As crianças não têm nenhum escrúpulo moral em bater ou em apoderar-se do que não lhes pertence – os bens dos outros – e sentem grande prazer em demolir ou destruir os objetos que podem alcançar. É sob a influência da educação que ela aprende aos poucos e dificilmente a renunciar à satisfação destas tendências agressivas e acaba por recalcá-las tão bem que por vezes o adulto normal ignora trazer em si essas forças antissociais. No entanto, a supressão destas forças agressivas não é tão completa como seria preciso e suas manifestações acontecem em qualquer agrupamento humano facilmente comprováveis. Também é fato que uma parte das forças agressivas subsiste normalmente na vida social e é, aliás, desejável: o espírito de competição nos esportes, na vida profissional e amorosa ou ainda no dever militar de defesa social.
O articulista J.R.Guzzo comenta no texto “Justiça injusta” uma foto captada no Maranhão onde um grupo de indígenas submete quatro homens seminus, deitados de bruços, com as mãos amarradas nas costas, totalmente à mercê do ódio vingativo grupal já que se trata de madeireiros clandestinos que invadem as terras indígenas e agridem a natureza.

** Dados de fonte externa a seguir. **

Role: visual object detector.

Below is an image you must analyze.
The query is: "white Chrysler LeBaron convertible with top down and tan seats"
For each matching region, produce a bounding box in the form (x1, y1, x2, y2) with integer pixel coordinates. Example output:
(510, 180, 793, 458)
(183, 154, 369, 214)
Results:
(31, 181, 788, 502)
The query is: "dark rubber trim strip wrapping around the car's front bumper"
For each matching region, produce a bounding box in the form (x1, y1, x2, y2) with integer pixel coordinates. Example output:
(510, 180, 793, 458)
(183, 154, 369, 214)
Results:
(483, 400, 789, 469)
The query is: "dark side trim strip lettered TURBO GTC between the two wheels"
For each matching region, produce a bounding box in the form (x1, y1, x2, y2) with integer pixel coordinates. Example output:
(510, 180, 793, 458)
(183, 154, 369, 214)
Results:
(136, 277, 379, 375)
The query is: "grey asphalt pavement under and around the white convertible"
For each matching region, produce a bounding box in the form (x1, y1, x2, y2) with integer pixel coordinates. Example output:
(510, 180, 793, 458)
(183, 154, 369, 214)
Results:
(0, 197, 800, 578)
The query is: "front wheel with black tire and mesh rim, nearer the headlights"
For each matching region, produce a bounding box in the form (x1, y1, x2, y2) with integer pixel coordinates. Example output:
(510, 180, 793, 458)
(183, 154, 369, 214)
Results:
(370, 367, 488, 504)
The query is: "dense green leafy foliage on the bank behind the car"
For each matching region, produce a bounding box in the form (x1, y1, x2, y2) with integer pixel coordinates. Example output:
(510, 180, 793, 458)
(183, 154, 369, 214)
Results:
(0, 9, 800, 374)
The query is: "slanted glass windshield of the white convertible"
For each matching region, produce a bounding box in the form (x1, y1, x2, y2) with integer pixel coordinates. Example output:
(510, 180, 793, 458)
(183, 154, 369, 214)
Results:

A foto é chocante porque vivemos um momento cultural onde os índios são percebidos como os grandes injustiçados sociais, anteriormente invadidos e roubados em seus bens mais valiosos – a terra que lhes pertencia! Esse fato, comprovado pela fotografia, revela uma cena de ódio agressivo, sustentada pelo objetivo de defesa territorial, mas que na verdade toma a ordem judicial em suas próprias mãos em situação de humilhante perversidade. Abandonando a ideia reinante de que “um ato é bom ou mau conforme quem o pratica”, o instantâneo mostra os inofensivos índios oprimindo e torturando os sempre percebidos opressores brancos, numa ação vingativa no mínimo atrasada no tempo, uma vez que estão assimilados culturalmente.
Sabemos que pertencer a uma multidão facilita a eclosão de estados de agressão violentos, se bem que passageiros entre indivíduos que, tomados isoladamente seriam incapazes de tanta agressividade. Sabemos também que o processo identificatório que sustenta a formação de grupos apresenta destinos diferentes ao amor e ao ódio presentes nos relacionamentos de base afetiva da seguinte forma – o amor se dirige aos membros do grupo e o ódio aos que se encontram excluídos ou fora da formação grupal. Esses afetos assim cindidos são vivenciados em seus estados de pico – aumento da força de vinculação amorosa aos incluídos e violência destrutiva aos excluídos, tornando altamente perigosa qualquer atitude fruto de tão singular estruturação. Em outras palavras a identificação resultante da formação de grupo favorece a eclosão de atos hostis em relação aos que permanecem estrangeiros, e isso vale também aos sectarismos políticos/partidários.